Winter is the best time for redfish, in my experience. Just head towards the pass and they will be in the bay and in the pass and even out in the gulf - you can sometimes find them schooling on the surface. Troll big cranks for them as you look for birds diving on bait. You won't be able to keep any of these big ones legally. Try fishing the jetties with live bait for slot reds.


----------



## Johnms (Nov 29, 2010)

Trout and redfish like to move in winter to less salty waters or out to the Gulf. Your key to winter fishing: Basstacker66. Find his posts and follow his advice! Article about him

his page Why not hire him for a few hours and he can set you up for each winter!


----------



## freediveit (Dec 9, 2012)

Thank you I will certainly give that a try, I guess the fish would be in Blackwater River as well? Not a bad idea I will check out his page sounds like it would be money well spent, I'm wasting lot of money on gas running around the water. Looking forward to giving it a try.


----------



## Captpaul (Dec 13, 2012)

New to the forum and live in Daphne,al but work on tugboats that go to plant crist up escambia river.

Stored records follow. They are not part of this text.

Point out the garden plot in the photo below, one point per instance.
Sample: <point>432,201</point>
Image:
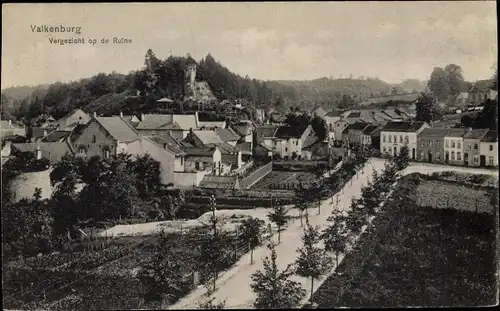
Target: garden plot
<point>439,194</point>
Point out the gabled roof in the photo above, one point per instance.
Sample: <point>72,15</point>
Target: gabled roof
<point>359,126</point>
<point>490,137</point>
<point>334,113</point>
<point>475,134</point>
<point>287,131</point>
<point>169,143</point>
<point>456,132</point>
<point>51,151</point>
<point>208,137</point>
<point>227,134</point>
<point>118,128</point>
<point>370,129</point>
<point>56,136</point>
<point>194,151</point>
<point>219,182</point>
<point>405,126</point>
<point>245,147</point>
<point>433,132</point>
<point>266,130</point>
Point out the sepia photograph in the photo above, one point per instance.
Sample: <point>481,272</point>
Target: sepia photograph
<point>249,155</point>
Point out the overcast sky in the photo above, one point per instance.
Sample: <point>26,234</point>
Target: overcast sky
<point>289,41</point>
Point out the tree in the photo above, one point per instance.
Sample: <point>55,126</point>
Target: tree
<point>250,230</point>
<point>312,261</point>
<point>273,288</point>
<point>335,235</point>
<point>402,160</point>
<point>438,83</point>
<point>319,127</point>
<point>278,216</point>
<point>454,79</point>
<point>302,199</point>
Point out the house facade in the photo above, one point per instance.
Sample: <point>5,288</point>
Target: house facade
<point>488,149</point>
<point>395,135</point>
<point>454,146</point>
<point>430,147</point>
<point>471,146</point>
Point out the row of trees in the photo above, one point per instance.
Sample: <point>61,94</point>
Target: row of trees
<point>275,289</point>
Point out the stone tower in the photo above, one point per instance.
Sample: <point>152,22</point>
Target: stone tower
<point>190,75</point>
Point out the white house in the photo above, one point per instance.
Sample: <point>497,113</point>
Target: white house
<point>394,135</point>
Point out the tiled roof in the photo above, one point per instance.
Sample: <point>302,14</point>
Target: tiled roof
<point>56,136</point>
<point>490,137</point>
<point>433,132</point>
<point>287,131</point>
<point>169,142</point>
<point>357,126</point>
<point>476,134</point>
<point>208,137</point>
<point>194,151</point>
<point>227,134</point>
<point>245,147</point>
<point>51,151</point>
<point>335,113</point>
<point>219,182</point>
<point>118,128</point>
<point>266,130</point>
<point>370,129</point>
<point>405,126</point>
<point>456,132</point>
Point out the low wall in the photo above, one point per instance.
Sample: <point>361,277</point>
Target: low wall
<point>256,176</point>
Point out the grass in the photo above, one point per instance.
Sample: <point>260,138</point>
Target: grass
<point>418,256</point>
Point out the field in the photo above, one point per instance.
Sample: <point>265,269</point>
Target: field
<point>419,256</point>
<point>101,279</point>
<point>281,180</point>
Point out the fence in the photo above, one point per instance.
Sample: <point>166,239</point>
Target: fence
<point>256,176</point>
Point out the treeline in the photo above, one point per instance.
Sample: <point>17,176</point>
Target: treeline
<point>112,189</point>
<point>112,93</point>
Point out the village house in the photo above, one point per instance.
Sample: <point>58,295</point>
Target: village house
<point>430,147</point>
<point>175,125</point>
<point>9,128</point>
<point>230,155</point>
<point>471,146</point>
<point>395,135</point>
<point>290,140</point>
<point>489,149</point>
<point>109,136</point>
<point>454,146</point>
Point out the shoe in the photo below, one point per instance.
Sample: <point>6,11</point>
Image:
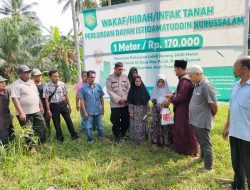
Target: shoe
<point>125,137</point>
<point>43,145</point>
<point>33,151</point>
<point>77,140</point>
<point>105,139</point>
<point>205,170</point>
<point>75,137</point>
<point>117,140</point>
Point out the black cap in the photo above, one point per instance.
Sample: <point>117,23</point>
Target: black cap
<point>180,63</point>
<point>23,68</point>
<point>2,79</point>
<point>118,64</point>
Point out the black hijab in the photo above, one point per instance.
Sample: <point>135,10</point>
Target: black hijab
<point>130,75</point>
<point>138,95</point>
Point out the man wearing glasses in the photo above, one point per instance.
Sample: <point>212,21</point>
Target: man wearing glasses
<point>118,87</point>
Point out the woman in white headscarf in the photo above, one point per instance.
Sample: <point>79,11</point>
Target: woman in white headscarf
<point>160,135</point>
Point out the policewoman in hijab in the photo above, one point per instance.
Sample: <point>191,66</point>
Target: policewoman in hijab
<point>133,72</point>
<point>160,135</point>
<point>138,98</point>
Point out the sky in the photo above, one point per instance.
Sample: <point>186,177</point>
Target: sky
<point>50,14</point>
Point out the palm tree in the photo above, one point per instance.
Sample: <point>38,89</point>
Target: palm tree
<point>60,53</point>
<point>17,8</point>
<point>76,8</point>
<point>20,42</point>
<point>79,6</point>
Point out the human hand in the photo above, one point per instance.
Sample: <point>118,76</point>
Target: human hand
<point>77,107</point>
<point>225,133</point>
<point>86,115</point>
<point>22,117</point>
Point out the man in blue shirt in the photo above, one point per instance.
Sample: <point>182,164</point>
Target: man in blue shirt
<point>92,104</point>
<point>238,124</point>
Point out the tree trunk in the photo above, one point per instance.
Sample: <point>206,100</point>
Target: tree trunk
<point>76,38</point>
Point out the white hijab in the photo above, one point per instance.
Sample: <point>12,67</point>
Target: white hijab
<point>160,92</point>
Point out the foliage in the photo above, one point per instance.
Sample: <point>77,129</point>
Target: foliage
<point>20,43</point>
<point>17,8</point>
<point>59,53</point>
<point>104,166</point>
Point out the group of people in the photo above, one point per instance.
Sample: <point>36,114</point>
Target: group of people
<point>194,107</point>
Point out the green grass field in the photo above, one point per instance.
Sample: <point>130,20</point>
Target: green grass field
<point>103,166</point>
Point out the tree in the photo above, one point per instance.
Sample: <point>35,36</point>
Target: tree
<point>79,6</point>
<point>59,53</point>
<point>20,43</point>
<point>17,8</point>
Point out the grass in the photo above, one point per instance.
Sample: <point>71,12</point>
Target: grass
<point>103,166</point>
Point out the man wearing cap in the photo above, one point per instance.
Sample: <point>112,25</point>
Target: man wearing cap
<point>238,124</point>
<point>37,78</point>
<point>202,110</point>
<point>184,139</point>
<point>6,126</point>
<point>102,68</point>
<point>118,87</point>
<point>57,103</point>
<point>28,105</point>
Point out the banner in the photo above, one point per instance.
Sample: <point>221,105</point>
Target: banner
<point>150,35</point>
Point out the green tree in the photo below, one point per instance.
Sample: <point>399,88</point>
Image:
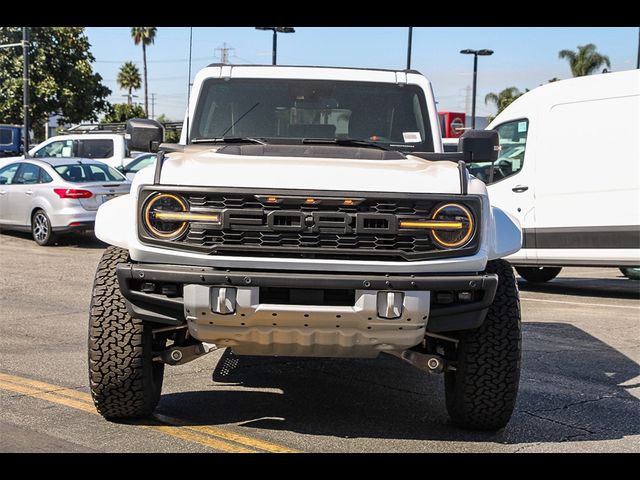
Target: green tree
<point>129,78</point>
<point>585,60</point>
<point>121,112</point>
<point>503,99</point>
<point>145,36</point>
<point>61,78</point>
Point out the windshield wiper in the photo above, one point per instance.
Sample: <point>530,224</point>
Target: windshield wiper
<point>344,142</point>
<point>258,141</point>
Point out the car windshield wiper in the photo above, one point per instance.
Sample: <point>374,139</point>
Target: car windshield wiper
<point>344,142</point>
<point>258,141</point>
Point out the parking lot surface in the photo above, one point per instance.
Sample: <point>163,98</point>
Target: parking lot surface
<point>579,389</point>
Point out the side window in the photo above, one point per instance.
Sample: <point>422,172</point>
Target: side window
<point>59,148</point>
<point>513,143</point>
<point>7,173</point>
<point>28,174</point>
<point>45,177</point>
<point>95,148</point>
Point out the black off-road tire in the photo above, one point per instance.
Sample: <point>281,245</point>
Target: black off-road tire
<point>632,273</point>
<point>125,382</point>
<point>538,274</point>
<point>481,393</point>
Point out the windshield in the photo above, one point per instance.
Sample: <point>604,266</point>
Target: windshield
<point>80,173</point>
<point>288,111</point>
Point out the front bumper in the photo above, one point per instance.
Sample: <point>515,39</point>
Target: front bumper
<point>258,328</point>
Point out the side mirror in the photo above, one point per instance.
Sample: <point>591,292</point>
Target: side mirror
<point>480,145</point>
<point>144,135</point>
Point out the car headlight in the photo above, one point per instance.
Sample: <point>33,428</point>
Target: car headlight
<point>167,216</point>
<point>162,216</point>
<point>456,225</point>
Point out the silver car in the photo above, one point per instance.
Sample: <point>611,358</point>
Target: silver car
<point>51,196</point>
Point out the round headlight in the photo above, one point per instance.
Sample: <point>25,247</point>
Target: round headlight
<point>158,219</point>
<point>453,238</point>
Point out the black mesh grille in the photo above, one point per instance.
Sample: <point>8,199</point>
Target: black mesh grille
<point>257,239</point>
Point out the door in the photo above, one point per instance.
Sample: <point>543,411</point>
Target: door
<point>7,174</point>
<point>23,190</point>
<point>510,181</point>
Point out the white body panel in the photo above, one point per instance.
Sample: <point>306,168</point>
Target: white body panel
<point>582,170</point>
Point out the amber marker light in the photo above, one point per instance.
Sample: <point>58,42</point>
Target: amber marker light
<point>186,217</point>
<point>433,224</point>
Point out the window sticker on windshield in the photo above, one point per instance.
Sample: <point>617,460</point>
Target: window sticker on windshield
<point>411,137</point>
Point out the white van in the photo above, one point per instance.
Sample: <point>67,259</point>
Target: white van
<point>569,172</point>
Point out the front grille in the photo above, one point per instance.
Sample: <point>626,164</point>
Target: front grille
<point>254,237</point>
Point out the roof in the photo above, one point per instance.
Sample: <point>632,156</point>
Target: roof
<point>579,89</point>
<point>313,66</point>
<point>57,161</point>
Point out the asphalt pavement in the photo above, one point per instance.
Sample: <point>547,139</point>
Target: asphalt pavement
<point>579,389</point>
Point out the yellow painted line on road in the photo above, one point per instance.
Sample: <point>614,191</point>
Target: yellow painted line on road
<point>578,303</point>
<point>49,396</point>
<point>216,438</point>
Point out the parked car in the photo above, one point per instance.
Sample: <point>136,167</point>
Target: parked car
<point>56,195</point>
<point>569,171</point>
<point>137,164</point>
<point>110,148</point>
<point>308,212</point>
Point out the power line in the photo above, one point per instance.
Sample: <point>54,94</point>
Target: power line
<point>224,53</point>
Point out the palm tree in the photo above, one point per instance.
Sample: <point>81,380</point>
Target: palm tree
<point>503,99</point>
<point>146,36</point>
<point>129,78</point>
<point>585,61</point>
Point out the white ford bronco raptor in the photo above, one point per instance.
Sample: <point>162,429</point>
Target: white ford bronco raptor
<point>308,211</point>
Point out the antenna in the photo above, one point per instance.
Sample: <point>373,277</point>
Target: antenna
<point>189,85</point>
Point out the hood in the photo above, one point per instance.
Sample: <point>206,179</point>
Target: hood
<point>206,167</point>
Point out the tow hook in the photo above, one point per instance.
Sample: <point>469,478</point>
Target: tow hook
<point>181,355</point>
<point>425,361</point>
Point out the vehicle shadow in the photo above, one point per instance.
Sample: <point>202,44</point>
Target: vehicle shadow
<point>572,388</point>
<point>620,287</point>
<point>79,240</point>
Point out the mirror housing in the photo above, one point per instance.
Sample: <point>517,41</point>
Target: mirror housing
<point>480,145</point>
<point>144,135</point>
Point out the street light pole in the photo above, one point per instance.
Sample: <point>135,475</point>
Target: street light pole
<point>276,30</point>
<point>25,87</point>
<point>274,50</point>
<point>475,54</point>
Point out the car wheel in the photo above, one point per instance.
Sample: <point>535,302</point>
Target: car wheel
<point>481,392</point>
<point>41,229</point>
<point>538,274</point>
<point>632,273</point>
<point>124,380</point>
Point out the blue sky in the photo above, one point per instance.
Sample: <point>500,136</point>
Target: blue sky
<point>524,57</point>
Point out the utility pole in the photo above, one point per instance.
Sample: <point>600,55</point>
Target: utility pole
<point>409,48</point>
<point>638,60</point>
<point>223,53</point>
<point>25,87</point>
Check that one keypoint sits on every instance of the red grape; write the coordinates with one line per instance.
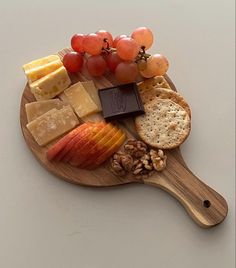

We have been catching a lot of redfish and striped bass at the mouth of the power plant slip. Using gulps and dead shrimp both day and night. Good luck. Work your bait slow and on the bottom.


----------



## freediveit (Dec 9, 2012)

Thank you Captpaul hopefully I will be able to get out this weekend and I will give it a try.


----------



## broxs001 (Dec 9, 2011)

Perdido River has been holding alot of nice trout also. If you are fishing Soldiers Creek it would be worth the extra gas money to hit the river. Topwater has been productive early morning. Mid-day switch to something subsurface (Mirrodine by Mirrolure especially). Never hurts to bounce a grub on the bottom (Marsh Works jerk shads and H&H sparkle beetles have done well for me recently). Also, get on google earth and look up 11 mile creek which is a great fall and winter spot for trout and slot redfish. Best of luck!


----------